Rare seahorses spotted for first time in Philippines by citizen scientist

A diver has captured on camera two rare species of seahorse in the Philippines that had previously never been seen before in the country’s seas.

The photographs of a weedy pygmy seahorse (Hippocampus pontohi) and Severn’s pygmy seahorse (Hippocampus severnsi) were submitted to the iSeahorse app, which collates sightings from the public, and have been verified by the Zoological Society of London’s (ZSL) Project Seahorse as the first records of these species in the Philippines.

The new observations mean that there are now a total of eleven species of seahorse known to inhabit Philippine waters. Conservationists hope that news of this discovery will encourage other members of the public to keep their eyes peeled for these chameleon-like fish when they are out snorkelling or diving in coastal waters.
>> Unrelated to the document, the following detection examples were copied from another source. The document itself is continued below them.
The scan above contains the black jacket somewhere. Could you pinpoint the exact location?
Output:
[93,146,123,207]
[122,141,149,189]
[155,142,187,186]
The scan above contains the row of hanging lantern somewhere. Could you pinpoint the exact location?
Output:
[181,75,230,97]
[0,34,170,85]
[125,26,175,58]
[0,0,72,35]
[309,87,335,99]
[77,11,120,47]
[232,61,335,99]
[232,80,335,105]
Hippocampus pontohi weedy pygmy seahorse

The seahorses were spotted near to the island of Romblon which lies in the West Philippine Sea. There is not currently enough data to assess the conservation status of these two species, but it is hoped this new expansion of their range will help conservationists piece together the missing information.

iSeahorse Philippines coordinator for Project Seahorse, Chai Apale says: “The exciting discovery of these seahorses in new waters demonstrates the important role citizen scientists can play in conservation.
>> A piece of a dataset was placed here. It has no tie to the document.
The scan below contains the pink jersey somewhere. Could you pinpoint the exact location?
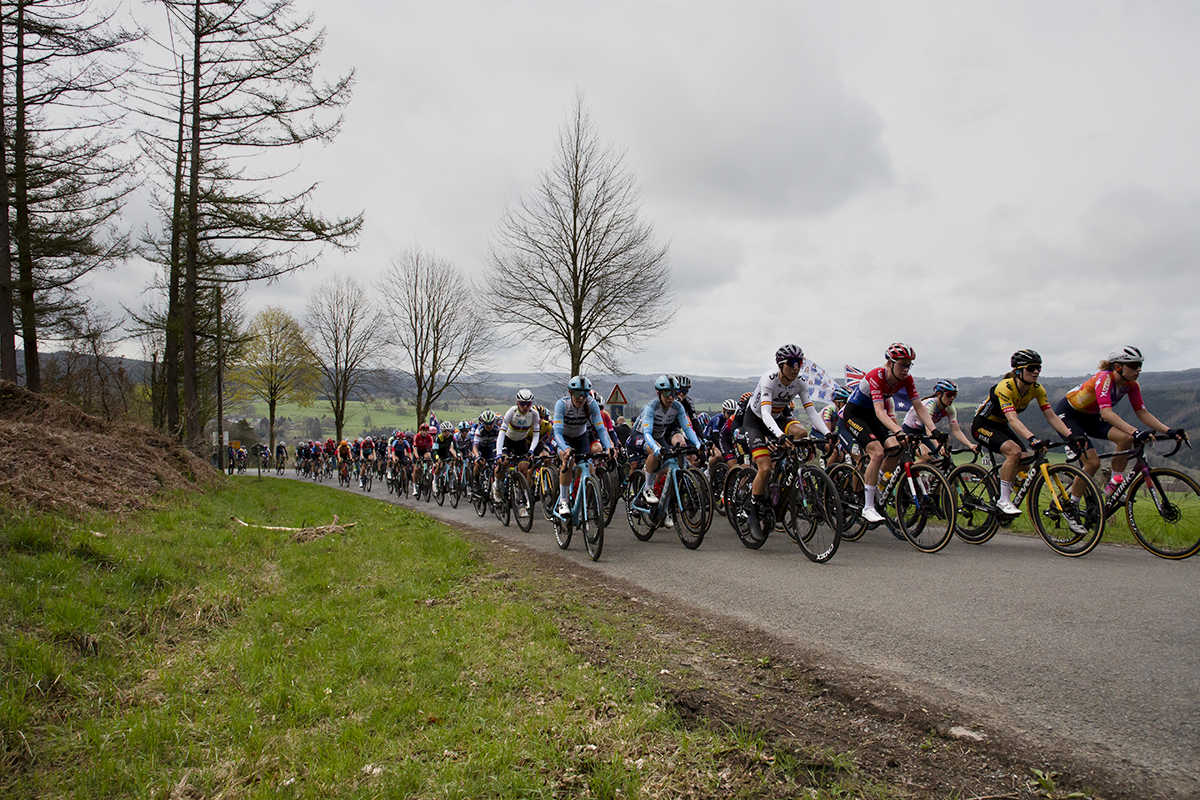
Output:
[1067,369,1146,414]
“Seahorses are found across the globe from Hastings to the Seychelles. Now that the holiday season is in full swing, we’re encouraging the public to don their flippers and use the iSeahorse app to record their seahorse sightings.”

Hippocampus pontohi: weedy pygmy seahorse

The weedy pygmy seahorse was previously only known to inhabit Indonesian waters. It is one of the smallest seahorses growing to maximum height of 1.4cm but astonishingly it is bigger than the Severn’s pygmy seahorse, which grows to just 1.3cm - smaller than a sugar cube.

Their miniature stature means that they are less likely to become bycatch in shrimp fisheries than other species of seahorse, a major threat to seahorse populations globally. However, overfishing and shoreline development pose an increasing threat to the coral reefs that they inhabit.

Research assistant at Project Seahorse, Riley Pollom says: “Millions of seahorses are caught and traded dead and alive all over the world. They are mysterious creatures and poorly understood, but through iSeahorse we hope to harness the collective knowledge of citizen scientists to learn more about them and develop appropriate conservation protections.

“To date, more than 500 sightings have been submitted from all over the world and they will contribute towards ensuring seahorses remain a permanent feature of our coastal waters.”